Les hommes sont aussi victimes
"L'effet village cadenasse davantage la parole car on craint le regard de l'autre", analyse Olivier Martin, qui va même jusqu'à parler de "culture" du secret. Faisant le récit glaçant d'un drame survenu en mai dernier, l'édile gagniérois exhorte également le voisinage à jouer son rôle de signaleur, y compris pour des faits n'ayant pas de lien direct avec les violences intrafamiliales : "À cause d'un signalement tardif, on a découvert un octogénaire mort chez lui plus d'un mois après son décès. À l'époque ça ne serait jamais arrivé car les gens se parlaient." Et, bien qu'ils soient minoritaires (environ 10 % du total), les hommes sont aussi victimes des violences conjugales. "Pour eux, c'est encore plus difficile d'en parler car l'humiliation est totale", estime Christelle Allio.

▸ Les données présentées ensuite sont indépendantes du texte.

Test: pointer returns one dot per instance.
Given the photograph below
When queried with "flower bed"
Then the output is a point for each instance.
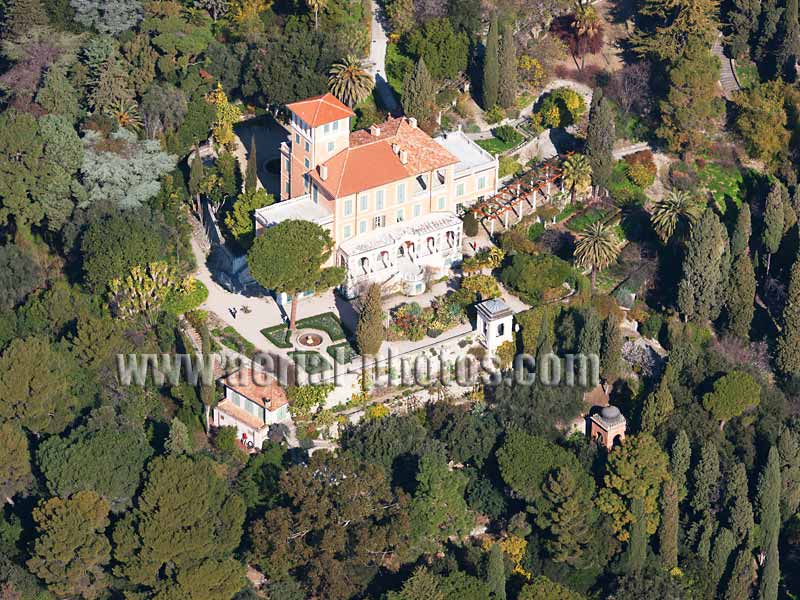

Alors qu'Olivier Martin envisage la création d'un centre intercommunal d'action sociale (CIAS) pour améliorer le traitement de ce sujet "hypersensible", la coordinatrice des actions sociales promeut l'action de l'association alésienne La Clède, qui prend en charge depuis peu les auteurs de violences afin de "traiter le mal à la racine". "Il ne s'agit pas de les abandonner en rase campagne", approuve le président de la Communauté de communes. Après avoir amorcé une démarche de sensibilisation et de formation via ces deux premiers rendez-vous, tout reste à faire pour la collectivité qui assure depuis peu la distribution d'un document contenant des numéros ressources, à la fois des contacts nationaux et locaux, et celle du "violentomètre", un outil conçu fin 2018 par les Observatoires des violences faites aux femmes de Seine-Saint-Denis et de Paris, à la demande du Conseil régional d'Île-de-France, et qui permet d'évaluer l'éventuelle nocivité de sa relation conjugale.